It is the fruit of a “long work of negotiations”still far from complete. At the Faculty of Sciences of the Paris Cité University, a project has begun that promises to be enormous: training teachers from all disciplines for the challenge of the century, that of the climate crisis. Convince of “the emergency” to undertake a profound change in teaching in the face of a world turning upside down, and therefore give all the keys to those who provide it, Gaëlle Charron, teacher-researcher in physics, has been dragging her pilgrim staff for years an ambitious policy in this matter.
How to do this when French universities are already tightening their belts? “At Paris Cité, the faculty budget was cut by 20% last year. So, when we talk about the need to find money, we inevitably receive some strong reactions of rejection.notes the one appointed vice dean for ecological transition. However, it manages to use an envelope allocated by the National Research Agency for educational innovation – 2 million euros over ten years – and the first training courses for students and teachers will see the light of day in 2023.

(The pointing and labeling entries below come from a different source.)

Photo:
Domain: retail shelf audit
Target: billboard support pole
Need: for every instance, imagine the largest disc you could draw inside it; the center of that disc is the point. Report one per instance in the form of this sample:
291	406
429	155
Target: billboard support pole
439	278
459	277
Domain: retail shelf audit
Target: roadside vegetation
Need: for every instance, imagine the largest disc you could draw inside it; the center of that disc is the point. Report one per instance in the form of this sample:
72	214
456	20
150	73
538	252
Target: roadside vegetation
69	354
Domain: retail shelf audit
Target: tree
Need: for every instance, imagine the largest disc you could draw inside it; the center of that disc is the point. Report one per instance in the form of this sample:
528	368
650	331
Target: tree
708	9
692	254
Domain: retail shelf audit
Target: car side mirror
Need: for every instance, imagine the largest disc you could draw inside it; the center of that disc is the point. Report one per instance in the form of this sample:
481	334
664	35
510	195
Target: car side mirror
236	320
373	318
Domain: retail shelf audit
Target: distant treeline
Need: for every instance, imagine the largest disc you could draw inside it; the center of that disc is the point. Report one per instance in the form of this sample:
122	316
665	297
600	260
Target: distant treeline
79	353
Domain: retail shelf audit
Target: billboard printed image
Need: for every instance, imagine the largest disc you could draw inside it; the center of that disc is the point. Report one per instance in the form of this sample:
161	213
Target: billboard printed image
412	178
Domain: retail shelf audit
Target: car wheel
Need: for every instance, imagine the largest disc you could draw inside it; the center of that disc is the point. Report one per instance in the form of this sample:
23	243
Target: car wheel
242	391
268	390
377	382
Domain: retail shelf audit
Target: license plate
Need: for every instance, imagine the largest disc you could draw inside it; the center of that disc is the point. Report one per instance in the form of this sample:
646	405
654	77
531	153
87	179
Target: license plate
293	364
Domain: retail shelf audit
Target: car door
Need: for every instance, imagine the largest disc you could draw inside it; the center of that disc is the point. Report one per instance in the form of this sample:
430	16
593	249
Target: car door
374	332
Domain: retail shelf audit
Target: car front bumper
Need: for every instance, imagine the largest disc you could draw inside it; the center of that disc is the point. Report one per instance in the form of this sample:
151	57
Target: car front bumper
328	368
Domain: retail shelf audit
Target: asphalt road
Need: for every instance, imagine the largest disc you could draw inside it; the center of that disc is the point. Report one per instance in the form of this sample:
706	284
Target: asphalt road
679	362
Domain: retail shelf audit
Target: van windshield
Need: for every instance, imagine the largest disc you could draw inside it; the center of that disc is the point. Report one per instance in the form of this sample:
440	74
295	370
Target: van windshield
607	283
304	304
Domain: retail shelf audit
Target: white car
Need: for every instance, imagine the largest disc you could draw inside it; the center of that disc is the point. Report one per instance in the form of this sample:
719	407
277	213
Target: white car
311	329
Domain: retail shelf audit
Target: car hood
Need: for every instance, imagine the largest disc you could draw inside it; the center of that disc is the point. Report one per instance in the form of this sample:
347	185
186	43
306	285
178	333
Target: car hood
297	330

“It made it possible to acquire resources. Not yet up to the challenge, but we are making progress.”she remarked. Each year, approximately fifty volunteer teachers are trained, spending eighteen hours exploring the issues of planetary boundaries and sustainability, and the educational tools to integrate them into their discipline. “We are striving to make it mandatory for all incoming teachers. But this has not yet been ratified: for this there must be strong political will at university management level. »she emphasized.
Goal 2025
However, it is impossible to do without thinking about the in-depth training of teaching staff, while universities and large schools are asked to massively integrate the issues of transition into their courses. All undergraduate students should be effectively trained in these issues by 2025, urges the Ministry of Higher Education, in a 2023 framework note, including recommendations from the report by climatologist Jean Jouzel on the subject.
But this order was first made without any working group being set up on the issue of supporting teachers, who, not being specialists in these issues, will have to transform their courses and models – but still the crux of the matter. Finally, after a consultation at the beginning of the summer, a new specific framework note was sent to headteachers in September. She recommends that all new entrants take awareness courses and add a mandatory component in their secondment hours already devoted to their educational training.